Sandi Hunt spends two days a week at PACE KC's wellness center near Swope Health's campus on Dr. Martin Luther King Jr. Boulevard.
Suzanne King
/
The Beacon
Sandi Hunt spends two days a week at PACE KC's wellness center near Swope Health's campus on Dr. Martin Luther King Jr. Boulevard.

PACE KC, a year-old integrated health care program for older adults, lets Jackson County residents find care and support while avoiding a nursing home. But it's still not very well known or understood.

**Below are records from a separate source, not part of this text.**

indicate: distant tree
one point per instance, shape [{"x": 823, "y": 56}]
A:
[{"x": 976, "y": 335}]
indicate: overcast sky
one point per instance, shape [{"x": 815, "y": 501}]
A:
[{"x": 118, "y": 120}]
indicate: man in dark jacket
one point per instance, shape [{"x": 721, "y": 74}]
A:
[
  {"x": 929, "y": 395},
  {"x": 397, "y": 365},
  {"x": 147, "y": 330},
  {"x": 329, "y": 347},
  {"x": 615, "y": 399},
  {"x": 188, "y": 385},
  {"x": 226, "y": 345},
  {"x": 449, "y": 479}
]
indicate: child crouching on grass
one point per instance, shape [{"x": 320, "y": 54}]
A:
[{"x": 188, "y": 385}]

After two strokes and a diabetes diagnosis, Sandi Hunt needed help.

She needed physical therapy. She needed rides to her doctors’ appointments. And she needed a way out of her isolation.

But as Hunt, 61, recovered in her hospital bed last year, she didn’t know where to turn.

The doctors said she should complete therapy within six months if she hoped to regain the mental and physical function she had lost. But one rehabilitation center wouldn’t admit her because her symptoms weren’t bad enough, and others had long waiting lists.

“I’m thinking, ‘This six-month window is going very quickly,’” said Hunt, who lives in Raytown with a Dutch shepherd named Mina.

Then Hunt found PACE KC, a nascent health care program for older adults who live in Jackson County and want to stay at home rather than moving to a nursing facility.

PACE KC, which Swope Health launched last year, is one of the country’s newest PACE programs. The Program of All-Inclusive Care for the Elderly, or PACE, is designed for people 55 and older who qualify for nursing home care. Most receive support from both Medicaid and Medicare, tax-funded health care programs.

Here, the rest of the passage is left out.